In [78]:
import os
import pandas as pd
import numpy as np
from openpyxl import *
from openpyxl.styles import Font, Border, Side, Alignment, colors
import re
import sys
sys.path.append("../scripts/")

from process import bidExcelProcessing, bidExcelFormat
from extract import filterDownloadExcel, relatedSheetProcessing

cpath = "/Users/junyelu/Desktop/cost.xlsx"
ppath = "/Users/junyelu/Desktop/Parameters.xlsx"

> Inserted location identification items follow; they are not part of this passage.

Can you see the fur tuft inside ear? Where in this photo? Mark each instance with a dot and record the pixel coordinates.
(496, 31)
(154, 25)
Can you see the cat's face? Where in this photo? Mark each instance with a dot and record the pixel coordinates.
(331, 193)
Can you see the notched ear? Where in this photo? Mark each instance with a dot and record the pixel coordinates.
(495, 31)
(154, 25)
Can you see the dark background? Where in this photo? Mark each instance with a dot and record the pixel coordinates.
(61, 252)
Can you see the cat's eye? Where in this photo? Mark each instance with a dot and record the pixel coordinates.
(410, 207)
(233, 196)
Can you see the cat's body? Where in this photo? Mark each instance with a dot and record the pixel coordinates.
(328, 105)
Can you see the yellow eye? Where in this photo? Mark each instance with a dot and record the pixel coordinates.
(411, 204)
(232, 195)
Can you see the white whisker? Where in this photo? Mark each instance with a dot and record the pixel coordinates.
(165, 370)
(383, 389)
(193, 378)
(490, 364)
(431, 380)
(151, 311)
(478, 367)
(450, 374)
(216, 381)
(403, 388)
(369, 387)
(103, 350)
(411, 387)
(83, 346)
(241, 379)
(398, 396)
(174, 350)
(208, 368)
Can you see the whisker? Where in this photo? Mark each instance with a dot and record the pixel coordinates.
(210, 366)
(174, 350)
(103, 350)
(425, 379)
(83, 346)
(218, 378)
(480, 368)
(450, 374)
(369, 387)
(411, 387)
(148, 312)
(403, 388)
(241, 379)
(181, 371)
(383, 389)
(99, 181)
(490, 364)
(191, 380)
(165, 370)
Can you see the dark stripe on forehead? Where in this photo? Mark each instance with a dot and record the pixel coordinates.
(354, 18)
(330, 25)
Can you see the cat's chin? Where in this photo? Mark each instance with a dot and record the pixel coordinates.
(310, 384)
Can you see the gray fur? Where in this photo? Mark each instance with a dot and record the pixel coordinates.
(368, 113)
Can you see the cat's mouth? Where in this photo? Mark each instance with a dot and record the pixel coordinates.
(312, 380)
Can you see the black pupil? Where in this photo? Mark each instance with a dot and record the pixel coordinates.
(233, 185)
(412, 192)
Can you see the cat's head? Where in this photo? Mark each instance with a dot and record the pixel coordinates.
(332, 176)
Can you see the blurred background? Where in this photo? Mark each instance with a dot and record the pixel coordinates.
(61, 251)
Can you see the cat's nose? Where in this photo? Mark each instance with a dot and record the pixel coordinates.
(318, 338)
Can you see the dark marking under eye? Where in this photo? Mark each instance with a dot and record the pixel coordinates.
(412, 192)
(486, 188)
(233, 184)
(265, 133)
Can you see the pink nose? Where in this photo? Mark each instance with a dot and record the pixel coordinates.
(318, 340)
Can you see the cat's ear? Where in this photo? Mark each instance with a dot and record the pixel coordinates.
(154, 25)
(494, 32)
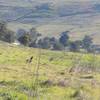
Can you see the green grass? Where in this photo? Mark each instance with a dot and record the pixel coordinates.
(17, 77)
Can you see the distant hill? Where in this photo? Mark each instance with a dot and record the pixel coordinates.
(54, 16)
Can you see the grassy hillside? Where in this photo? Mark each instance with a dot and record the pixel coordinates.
(56, 79)
(54, 16)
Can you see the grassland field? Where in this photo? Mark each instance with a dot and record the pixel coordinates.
(62, 75)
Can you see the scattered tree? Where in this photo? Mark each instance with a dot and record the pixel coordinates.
(87, 43)
(64, 38)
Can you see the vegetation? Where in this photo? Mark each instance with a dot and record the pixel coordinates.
(57, 80)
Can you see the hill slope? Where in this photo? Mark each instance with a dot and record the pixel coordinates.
(54, 16)
(55, 81)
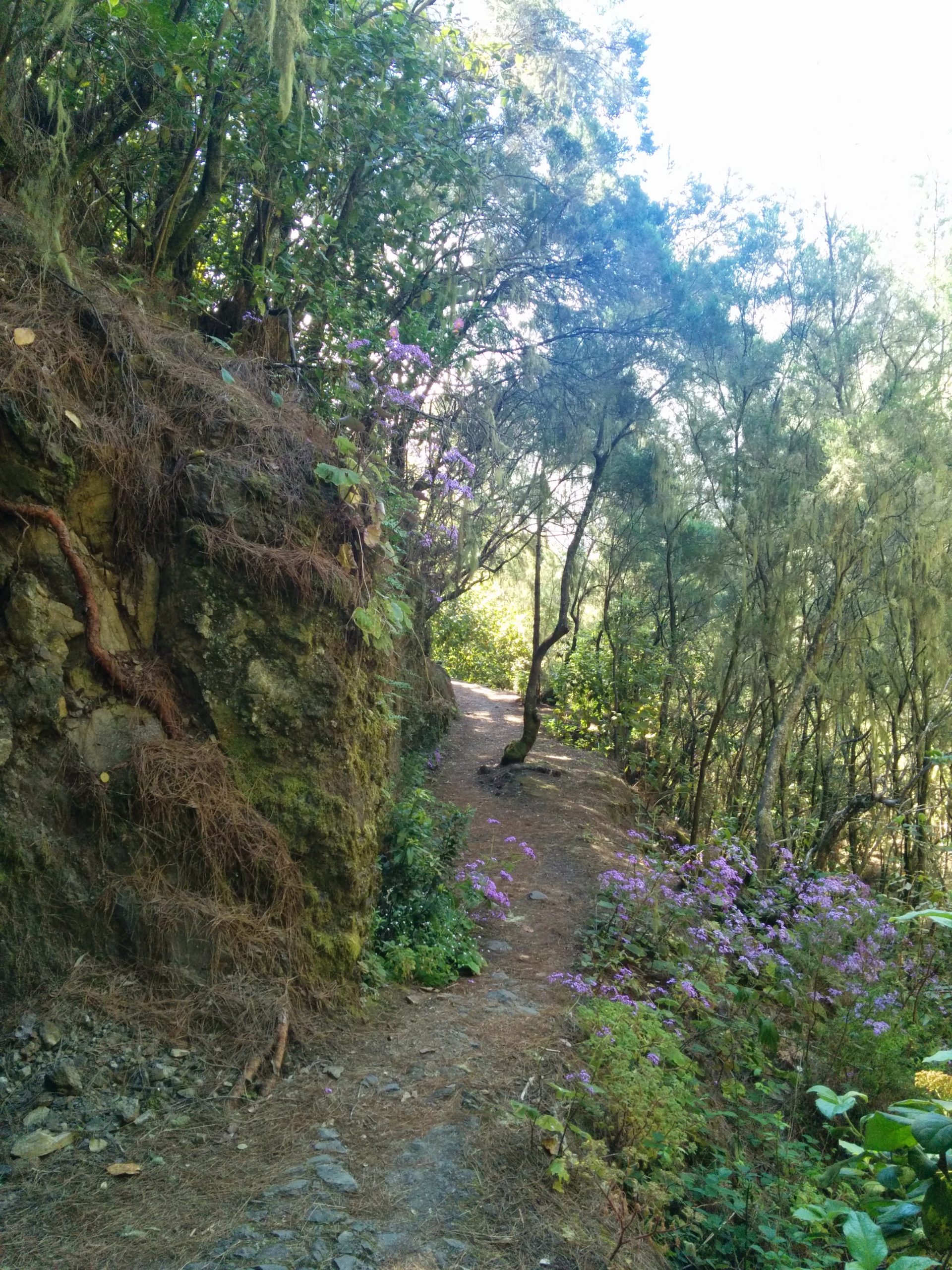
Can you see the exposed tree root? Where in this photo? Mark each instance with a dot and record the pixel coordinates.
(160, 702)
(254, 1065)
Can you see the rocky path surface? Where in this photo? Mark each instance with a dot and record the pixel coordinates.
(388, 1148)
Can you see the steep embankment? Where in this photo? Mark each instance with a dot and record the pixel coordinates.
(194, 737)
(411, 1103)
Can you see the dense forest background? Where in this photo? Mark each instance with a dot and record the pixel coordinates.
(345, 334)
(725, 434)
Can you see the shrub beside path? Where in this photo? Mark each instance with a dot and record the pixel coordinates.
(391, 1146)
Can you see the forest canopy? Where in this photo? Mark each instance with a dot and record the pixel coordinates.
(714, 444)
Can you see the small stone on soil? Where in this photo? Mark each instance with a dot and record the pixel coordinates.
(332, 1144)
(64, 1079)
(334, 1176)
(325, 1216)
(295, 1188)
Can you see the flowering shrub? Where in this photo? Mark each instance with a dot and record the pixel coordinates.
(853, 994)
(422, 928)
(708, 995)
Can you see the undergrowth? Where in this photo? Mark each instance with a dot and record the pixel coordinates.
(719, 1014)
(423, 929)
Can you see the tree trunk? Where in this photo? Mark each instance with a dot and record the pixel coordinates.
(713, 728)
(763, 821)
(517, 751)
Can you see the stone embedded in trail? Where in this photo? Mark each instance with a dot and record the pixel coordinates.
(41, 1143)
(323, 1216)
(445, 1250)
(333, 1175)
(442, 1095)
(64, 1079)
(295, 1188)
(333, 1146)
(50, 1035)
(126, 1109)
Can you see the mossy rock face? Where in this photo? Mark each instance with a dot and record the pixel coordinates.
(298, 708)
(313, 720)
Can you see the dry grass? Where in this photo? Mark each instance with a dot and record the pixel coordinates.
(226, 849)
(298, 563)
(151, 400)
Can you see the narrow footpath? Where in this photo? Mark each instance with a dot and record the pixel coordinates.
(390, 1147)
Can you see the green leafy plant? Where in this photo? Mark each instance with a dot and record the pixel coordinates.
(422, 929)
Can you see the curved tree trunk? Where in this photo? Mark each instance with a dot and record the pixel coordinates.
(517, 751)
(763, 822)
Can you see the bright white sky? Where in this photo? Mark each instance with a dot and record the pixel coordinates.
(849, 99)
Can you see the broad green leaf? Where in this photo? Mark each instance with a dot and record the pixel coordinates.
(940, 916)
(937, 1216)
(769, 1035)
(865, 1241)
(887, 1133)
(831, 1104)
(852, 1148)
(933, 1132)
(810, 1213)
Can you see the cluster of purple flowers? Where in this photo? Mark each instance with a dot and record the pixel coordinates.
(826, 938)
(455, 456)
(398, 352)
(476, 877)
(400, 397)
(448, 531)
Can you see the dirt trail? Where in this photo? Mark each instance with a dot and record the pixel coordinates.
(404, 1162)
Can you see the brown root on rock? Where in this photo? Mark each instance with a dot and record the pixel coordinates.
(223, 845)
(158, 699)
(305, 567)
(254, 1065)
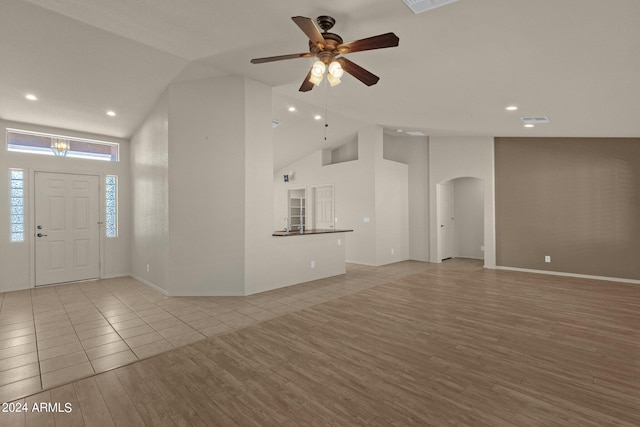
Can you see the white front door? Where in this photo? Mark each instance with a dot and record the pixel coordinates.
(447, 220)
(67, 240)
(323, 207)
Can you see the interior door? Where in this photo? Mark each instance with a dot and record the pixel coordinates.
(447, 220)
(323, 207)
(67, 241)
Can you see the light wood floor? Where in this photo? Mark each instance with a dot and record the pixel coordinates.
(451, 345)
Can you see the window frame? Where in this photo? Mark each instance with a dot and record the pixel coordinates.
(73, 151)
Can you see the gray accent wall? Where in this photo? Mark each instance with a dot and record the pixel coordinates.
(576, 200)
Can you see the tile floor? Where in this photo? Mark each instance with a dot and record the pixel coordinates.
(54, 335)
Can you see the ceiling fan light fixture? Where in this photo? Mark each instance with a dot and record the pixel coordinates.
(315, 79)
(333, 80)
(335, 70)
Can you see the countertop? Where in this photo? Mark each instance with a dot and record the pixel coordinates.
(281, 233)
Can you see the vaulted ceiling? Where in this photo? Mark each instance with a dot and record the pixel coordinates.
(455, 71)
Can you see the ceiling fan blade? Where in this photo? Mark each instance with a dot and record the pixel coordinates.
(376, 42)
(358, 72)
(280, 58)
(306, 84)
(311, 30)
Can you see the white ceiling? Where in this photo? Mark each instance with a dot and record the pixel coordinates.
(456, 69)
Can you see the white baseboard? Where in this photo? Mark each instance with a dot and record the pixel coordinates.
(580, 276)
(151, 285)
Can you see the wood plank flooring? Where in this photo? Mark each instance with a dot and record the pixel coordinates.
(452, 345)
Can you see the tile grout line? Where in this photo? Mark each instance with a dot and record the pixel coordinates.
(110, 324)
(35, 336)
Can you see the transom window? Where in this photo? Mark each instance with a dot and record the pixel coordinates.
(59, 145)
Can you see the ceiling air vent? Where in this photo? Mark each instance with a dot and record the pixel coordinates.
(538, 120)
(419, 6)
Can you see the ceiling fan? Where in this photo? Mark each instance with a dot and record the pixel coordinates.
(327, 47)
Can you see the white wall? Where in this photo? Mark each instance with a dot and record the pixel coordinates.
(414, 151)
(207, 186)
(150, 189)
(457, 157)
(17, 260)
(469, 217)
(392, 212)
(214, 161)
(370, 187)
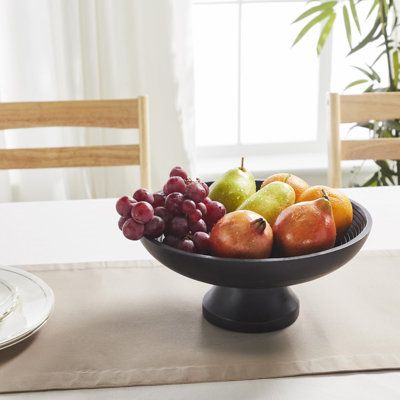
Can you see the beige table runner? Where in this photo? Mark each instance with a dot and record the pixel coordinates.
(122, 324)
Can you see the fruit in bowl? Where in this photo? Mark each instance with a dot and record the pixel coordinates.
(299, 185)
(241, 234)
(293, 218)
(305, 228)
(270, 200)
(181, 215)
(233, 188)
(194, 236)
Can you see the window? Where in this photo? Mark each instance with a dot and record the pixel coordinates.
(254, 93)
(252, 90)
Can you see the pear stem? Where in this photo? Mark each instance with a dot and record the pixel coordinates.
(287, 177)
(242, 163)
(325, 195)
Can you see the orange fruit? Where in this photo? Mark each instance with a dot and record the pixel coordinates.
(298, 184)
(341, 206)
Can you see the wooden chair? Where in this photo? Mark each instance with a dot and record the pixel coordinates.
(361, 108)
(129, 113)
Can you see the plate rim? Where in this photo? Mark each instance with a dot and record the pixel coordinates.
(50, 301)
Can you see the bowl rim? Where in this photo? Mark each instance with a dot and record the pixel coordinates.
(359, 237)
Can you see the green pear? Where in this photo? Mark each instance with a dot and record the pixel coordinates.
(233, 188)
(270, 200)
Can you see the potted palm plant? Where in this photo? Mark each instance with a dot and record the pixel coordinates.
(383, 34)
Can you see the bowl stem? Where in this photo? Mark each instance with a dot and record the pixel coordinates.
(250, 310)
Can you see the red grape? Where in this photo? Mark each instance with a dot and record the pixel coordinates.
(171, 241)
(142, 212)
(155, 227)
(132, 230)
(124, 205)
(121, 221)
(202, 242)
(179, 227)
(199, 226)
(173, 203)
(159, 199)
(207, 201)
(186, 245)
(178, 171)
(188, 206)
(175, 184)
(195, 216)
(143, 195)
(163, 213)
(202, 207)
(195, 191)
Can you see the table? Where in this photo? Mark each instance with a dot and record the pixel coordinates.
(86, 230)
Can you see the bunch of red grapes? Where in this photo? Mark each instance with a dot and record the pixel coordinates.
(181, 212)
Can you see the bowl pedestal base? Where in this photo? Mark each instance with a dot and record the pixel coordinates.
(250, 310)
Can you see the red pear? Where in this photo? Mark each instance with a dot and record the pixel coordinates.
(241, 234)
(305, 228)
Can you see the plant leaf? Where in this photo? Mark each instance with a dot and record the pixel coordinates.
(375, 3)
(395, 57)
(379, 56)
(325, 14)
(369, 89)
(312, 10)
(354, 14)
(325, 32)
(355, 83)
(347, 25)
(365, 72)
(369, 37)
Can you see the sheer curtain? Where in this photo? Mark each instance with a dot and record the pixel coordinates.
(97, 49)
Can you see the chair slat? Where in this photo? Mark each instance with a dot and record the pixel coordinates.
(371, 149)
(93, 113)
(369, 106)
(57, 157)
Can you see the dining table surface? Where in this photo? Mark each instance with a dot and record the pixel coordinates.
(70, 231)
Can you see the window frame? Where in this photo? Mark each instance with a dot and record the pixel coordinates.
(290, 148)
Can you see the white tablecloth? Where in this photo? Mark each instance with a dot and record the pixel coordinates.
(78, 231)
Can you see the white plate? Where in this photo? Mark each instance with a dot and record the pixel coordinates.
(8, 299)
(35, 301)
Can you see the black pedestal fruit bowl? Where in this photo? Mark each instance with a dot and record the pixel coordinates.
(253, 295)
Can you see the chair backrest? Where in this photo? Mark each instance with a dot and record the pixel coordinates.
(124, 114)
(361, 108)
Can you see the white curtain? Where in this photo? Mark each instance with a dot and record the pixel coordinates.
(97, 49)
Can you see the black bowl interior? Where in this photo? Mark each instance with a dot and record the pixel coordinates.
(270, 272)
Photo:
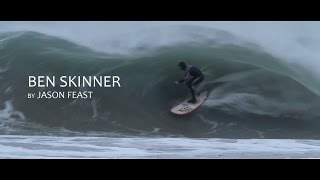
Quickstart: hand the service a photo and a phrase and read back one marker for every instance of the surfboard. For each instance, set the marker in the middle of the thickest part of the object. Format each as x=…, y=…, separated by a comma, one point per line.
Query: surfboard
x=185, y=108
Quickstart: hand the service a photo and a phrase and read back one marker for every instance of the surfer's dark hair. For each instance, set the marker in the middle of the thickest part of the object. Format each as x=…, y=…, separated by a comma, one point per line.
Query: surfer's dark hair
x=182, y=64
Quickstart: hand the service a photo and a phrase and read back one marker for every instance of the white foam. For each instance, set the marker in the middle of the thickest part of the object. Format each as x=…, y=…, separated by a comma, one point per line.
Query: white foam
x=104, y=147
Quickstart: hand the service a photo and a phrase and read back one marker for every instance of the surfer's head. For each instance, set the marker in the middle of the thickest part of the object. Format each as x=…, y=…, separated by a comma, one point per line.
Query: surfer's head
x=182, y=65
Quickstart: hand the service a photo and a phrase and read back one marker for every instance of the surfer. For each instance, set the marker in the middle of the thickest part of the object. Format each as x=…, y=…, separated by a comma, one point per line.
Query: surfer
x=194, y=77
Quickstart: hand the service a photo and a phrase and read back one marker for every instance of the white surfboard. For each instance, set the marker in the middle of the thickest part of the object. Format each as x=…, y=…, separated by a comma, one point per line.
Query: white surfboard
x=186, y=108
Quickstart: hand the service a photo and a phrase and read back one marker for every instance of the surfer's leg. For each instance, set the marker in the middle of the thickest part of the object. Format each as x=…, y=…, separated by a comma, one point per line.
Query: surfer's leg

def migration(iPath, outpath):
    '''
    Mapping completed table onto worksheets ready for submission
    ---
    input: confirmed Excelsheets
    output: Excelsheets ready for submssion
    ---
    '''
    #Input and process all files, locate relevant sheets
    inputFile = pd.read_excel(ipath, sheet_name=None, converters={'网省采购申请号': int})
    table = pd.read_excel(outpath, skiprows=0, usecols='A:S', converters={'网省采购申请行号': int})
    table = table.drop('未含税单价(万)', axis=1)
    if len(table.loc[0,'分包名称']) == 2:
        table.loc[:, '分包名称'] = table.loc[:, '分包名称'].apply(lambda x: x.replace('包', '包0') if len(x) == 2 else x)
    for _, sheet in inputFile.items():
        if sheet.loc[0,'网省采购申请号'] in list(table['网省采购申请行号']):
            inputSheet = sheet
            break
    
    #Migrate data
    temp = inputSheet.loc[:,['包名称', '网省采购申请号', '物资名称', '未含税单价']]
    temp = temp.rename(columns={'包名称': '分包名称', '网省采购申请号': '网省采购申请行号', '物资名称': '物料名称', '未含税单价': '未含税单价(万)'})
    try:
        table = pd.merge(table, temp, on=['分包名称', '物料名称','网省采购申请行号'])
    except:
        return f"{outpath.split('/')[-1].split('.')[0]} 存在数据问题"
    
    #Followup with computations
    table['税率（%）'] = 13
    table['含税单价(万)'] = table['未含税单价(万)'] * (1 + table['税率（%）']/100) 
    table['未含税合价(万)'] = table['未含税单价(万)'] * table['数量']
    table['含税合价(万)'] = table['含税单价(万)'] * table['数量']

    #Check if two totals is the same
    if not np.isclose(sheet.tail(1)['含税总价'].values[0], table.sum()['含税合价(万)'], rtol=0, atol=1e-10):
        return f"{outpath.split('/')[-1].split('.')[0]} 与表格总价差异较大"

    new_cols = ['分包编号', '分包名称', '轮次', '附件上传状态', '物料编码', '物料名称', '技术规范书ID', '网省采购申请行号',
       '项目单位', '单位', '扩展描述', '包限价(万)', '行限价(万)', '数量', '未含税单价(万)', '税率（%）', '含税单价(万)',
       '未含税合价(万)', '含税合价(万)']
    finalTable = table.reindex(columns = new_cols)

    #Safeguard against price ceilings
    if any(table['行限价(万)'].astype(str).str.contains('\d', regex=True)):
        if any(table['行限价(万)'] < table['含税合价(万)']):
            return f"{outpath.split('/')[-1].split('.')[0]} 超过行限价"

    with pd.ExcelWriter(outpath, mode='a', engine='openpyxl', if_sheet_exists='new') as writer:
        finalTable.to_excel(writer, sheet_name='报价方式-单价', index=False, startrow=1, startcol=1)
 

In [8]:
opath = '/Users/junyelu/Desktop/货物清单_国网上海市电力公司2022年新增用户接入工程物资协议库存招标采购20221122_121646_179.xlsx'
filterDownloadExcel(opath)

  warn("Workbook contains no default style, apply openpyxl's default")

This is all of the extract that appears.